Hafta başında Bloomberg TV’de ekonomist Nouriel Roubini ile yapılan bir söyleşi vardı. Konu Amerikan ekonomisiydi ama Roubini’nin söyledikleri diğer ekonomiler için de aynen geçerli olan bir durumun tespitiydi.
Roubini söyleşisinde ABD ekonomisinin önünde iki senaryo olduğunu söylüyordu: Ya enflasyonun yükselmesine göz yumulacak ya da ekonomide sert bir inişe yani kesin bir yavaşlamaya izin verilecek.

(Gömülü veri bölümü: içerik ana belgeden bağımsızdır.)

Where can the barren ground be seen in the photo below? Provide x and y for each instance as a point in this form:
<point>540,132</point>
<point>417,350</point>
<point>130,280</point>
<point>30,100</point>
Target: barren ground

Roubini’ye göre şu anda ABD’de yüzde 8 civarında olan enflasyonu hedeflenen yüzde 2’ye indirmek için şimdi yüzde 2.25-2.5 arasında olan faizlerin yüzde 4.5-5’e yükseltilmesi gerekiyor. Böylece enflasyonu önce frenlemek ve ardından aşağı çekmek mümkün olacak. Ama bu düzeyde bir faiz ise ekonomiyi soğutacak ve büyümeyi aşağıya çekecektir.
Aynı seçenek Türkiye dahil diğer ekonomilerin de önünde zor bir karar olarak duruyor. Aslında zor bir karar mı emin değilim. Çünkü “görünen köy kılavuz istemez” durumu ile karşı karşıyayız. Ekonomik durgunluk endişesi ile faizlerin yükseltilmemesi halinde de ekonomi eninde sonunda sert bir inişle karşılaşacak çünkü yüksek enflasyon ve fiyat istikrarsızlığı yatırımları ve büyümeyi de olumsuz etkileyecektir. Yani Roubini’nin dediği gibi aslında “Her iki durumda da ya sert bir iniş yaşanacak” ama bir tanesinde hem durgunluk yaşanacak hem de enflasyon kontrolden çıkacak.
Geçmiş deneyimler gösteriyor ki; bir ekonomide fiyat istikrarı sağlanamadıkça yüksek büyüme sürdürülebilir olamıyor. Ya da diğer bir deyişle büyüme potansiyelinin arttırılması yüksek enflasyonun ve fiyatlardaki istikrarsızlığın yarattığı belirsizliklerin giderilmesine bağlı. Bunları söylemek için Roubini olmaya gerek yok.
Roubini’nin işaret ettiği ikilem küresel bir mesele haline geldi. Neredeyse bütün ülkeler benzer bir sorunla karşı karşıya. Enflasyon kaygısıyla Fed son 20 yılın en sert faiz artırımlarını yapıyor ama Roubini gibi iktisatçılar bunu yeterli bulmuyor. Yükselen faizlere rağmen faiz oranlarının hala negatif bölgede olması, yani enflasyonun altında seyretmesi enflasyonu besleyen ortamı yaratan önemli bir faktör. Buna ek olarak da bazı emtiaların fiyatlarında artışa neden olan jeopolitik gelişmeler de enflasyonu bir üst platoya taşıyor.
Türkiye ayrıştı
Türkiye ise hem enflasyonun ulaştığı seviye, hem negatif faizlerin yüksekliği hem de Merkez Bankası’nın tüm bu gelişmelere verdiği reaksiyon ile diğer ülkelerden olumsuz bir şekilde ayrışıyor.
Oysa gidişat çok öngörülemez değil. ABD’de Roubini gibi iktisatçılar geçmiş yıllara bakıyor ve “resesyon kaçınılmaz” diyor. Çünkü geçmişte ne zaman ki enflasyonun yüzde 5’i aştığı ve işsizlik oranının yüzde 5’in altına indiği bir sırada Fed faiz artırımına başlamışsa sürecin sonu resesyon ile son bulmuş. Sonunda enflasyon makul seviyelere inmiş ve ekonomi bir süre sonra tekrar büyüme trendine girmiş.
Geçen yıl bu zamanlar enflasyondaki yükselişin geçici olduğunu öne süren merkez bankaları bile artık bu bakışlarını terk etmiş durumdular. Herkes enflasyonla mücadeleyi odak noktasına alarak harekete geçmiş durumda. Buradaki risk, faizlerin yeterince artırılamaması halinde enflasyonun yüksek kaldığı ve ekonominin ise durgunluğa girdiği bir durumun, yani stagflasyonun yaşanmasıdır.
Benim gördüğüm kadarıyla birçok ülkede enflasyonla mücadelenin temel öncelik olduğu ve bunun için gerekirse büyümeden kısa vadede taviz verileceği bir döneme girdik. Türkiye’de ise hiper enflasyona rağmen faiz gibi önemli bir enstrümanın rafa kaldırıldığı, sıkılaştırma ve genişleme adımlarının bir arada atıldığı, karmaşık ve garip bir dönemdeyiz.